This tutorial is part of the Learn Machine Learning series. In this step, you will learn how and why to use pipelines to clean up your modeling code.

What Are Pipelines

Pipelines are a simple way to keep your data processing and modeling code organized. Specifically, a pipeline bundles preprocessing and modeling steps so you can use the whole bundle as if it were a single step.

Many data scientists hack together models without pipelines, but Pipelines have some important benefits. Those include:

  1. Cleaner Code: You won't need to keep track of your training (and validation) data at each step of processing. Accounting for data at each step of processing can get messy. With a pipeline, you don't need to manually keep track of each step.
  2. Fewer Bugs: There are fewer opportunities to mis-apply a step or forget a pre-processing step.
  3. Easier to Productionize: It can be surprisingly hard to transition a model from a prototype to something deployable at scale. We won't go into the many related concerns here, but pipelines can help.
  4. More Options For Model Testing: You will see an example in the next tutorial, which covers cross-validation.

Example

We won't focus on the data loading. For now, you can imagine you are at a point where you already have train_X, test_X, train_y and test_y.

In [11]:
import pandas as pd
from sklearn.model_selection import train_test_split

# Read Data
data = pd.read_csv('../input/melb_data.csv')
cols_to_use = ['Rooms', 'Distance', 'Landsize', 'BuildingArea', 'YearBuilt']
X = data[cols_to_use]
y = data.Price
train_X, test_X, train_y, test_y = train_test_split(X, y)
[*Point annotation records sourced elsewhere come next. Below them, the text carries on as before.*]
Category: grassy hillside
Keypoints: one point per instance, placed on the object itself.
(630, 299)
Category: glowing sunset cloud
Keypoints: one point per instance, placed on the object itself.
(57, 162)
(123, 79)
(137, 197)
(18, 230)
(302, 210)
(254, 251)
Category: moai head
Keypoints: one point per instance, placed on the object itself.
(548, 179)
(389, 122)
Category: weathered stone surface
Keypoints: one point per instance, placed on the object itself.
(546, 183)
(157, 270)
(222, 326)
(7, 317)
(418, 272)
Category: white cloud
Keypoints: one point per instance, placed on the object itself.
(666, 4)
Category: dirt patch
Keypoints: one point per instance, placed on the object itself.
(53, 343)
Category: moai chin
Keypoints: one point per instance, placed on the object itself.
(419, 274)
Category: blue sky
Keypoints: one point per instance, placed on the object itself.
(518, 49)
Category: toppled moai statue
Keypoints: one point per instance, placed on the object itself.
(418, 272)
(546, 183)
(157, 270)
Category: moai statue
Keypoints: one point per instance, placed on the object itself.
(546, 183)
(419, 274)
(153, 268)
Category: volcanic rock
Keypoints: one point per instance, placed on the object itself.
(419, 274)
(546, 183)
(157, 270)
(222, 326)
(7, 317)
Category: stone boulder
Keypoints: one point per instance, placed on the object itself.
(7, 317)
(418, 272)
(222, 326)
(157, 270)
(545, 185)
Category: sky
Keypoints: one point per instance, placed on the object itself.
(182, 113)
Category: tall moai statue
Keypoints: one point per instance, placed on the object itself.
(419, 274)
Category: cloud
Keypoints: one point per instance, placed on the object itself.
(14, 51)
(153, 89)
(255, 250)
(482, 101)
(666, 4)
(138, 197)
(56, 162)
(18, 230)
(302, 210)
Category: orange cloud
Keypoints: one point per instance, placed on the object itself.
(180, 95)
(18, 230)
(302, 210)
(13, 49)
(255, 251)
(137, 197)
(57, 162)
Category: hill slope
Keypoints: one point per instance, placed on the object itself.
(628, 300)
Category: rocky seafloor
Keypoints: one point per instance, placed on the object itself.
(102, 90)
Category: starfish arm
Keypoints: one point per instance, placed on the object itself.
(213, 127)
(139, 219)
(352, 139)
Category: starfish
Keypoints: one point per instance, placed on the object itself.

You have a modeling process that uses an Imputer to fill in missing values, followed by a RandomForestRegressor to make predictions. These can be bundled together with the make_pipeline function as shown below.

In [12]:
from sklearn.ensemble import RandomForestRegressor
from sklearn.pipeline import make_pipeline
from sklearn.impute import SimpleImputer as Imputer

my_pipeline = make_pipeline(Imputer(), RandomForestRegressor(n_estimators = 100))

You can now fit and predict using this pipeline as a fused whole.

In [13]:
my_pipeline.fit(train_X, train_y)
predictions = my_pipeline.predict(test_X)

For comparison, here is the code to do the same thing without pipelines

In [14]:
my_imputer = Imputer()
my_model = RandomForestRegressor(n_estimators = 100)

imputed_train_X = my_imputer.fit_transform(train_X)
imputed_test_X = my_imputer.transform(test_X)
my_model.fit(imputed_train_X, train_y)
predictions = my_model.predict(imputed_test_X)

This particular pipeline was only a small improvement in code elegance. But pipelines become increasingly valuable as your data processing becomes increasingly sophisticated.

Understanding Pipelines

Most scikit-learn objects are either transformers or models.

Transformers are for pre-processing before modeling. The Imputer class (for filling in missing values) is an example of a transformer. Over time, you will learn many more transformers, and you will frequently use multiple transformers sequentially.

Models are used to make predictions. You will usually preprocess your data (with transformers) before putting it in a model.

You can tell if an object is a transformer or a model by how you apply it. After fitting a transformer, you apply it with the transform command. After fitting a model, you apply it with the predict command. Your pipeline must start with transformer steps and end with a model. This is what you'd want anyway.

Eventually you will want to apply more transformers and combine them more flexibly. We will cover this later in an Advanced Pipelines tutorial.

Your Turn

Take your modeling code and convert it to use pipelines. For now, you'll need to do one-hot encoding of categorical variables outside of the pipeline (i.e. before putting the data in the pipeline).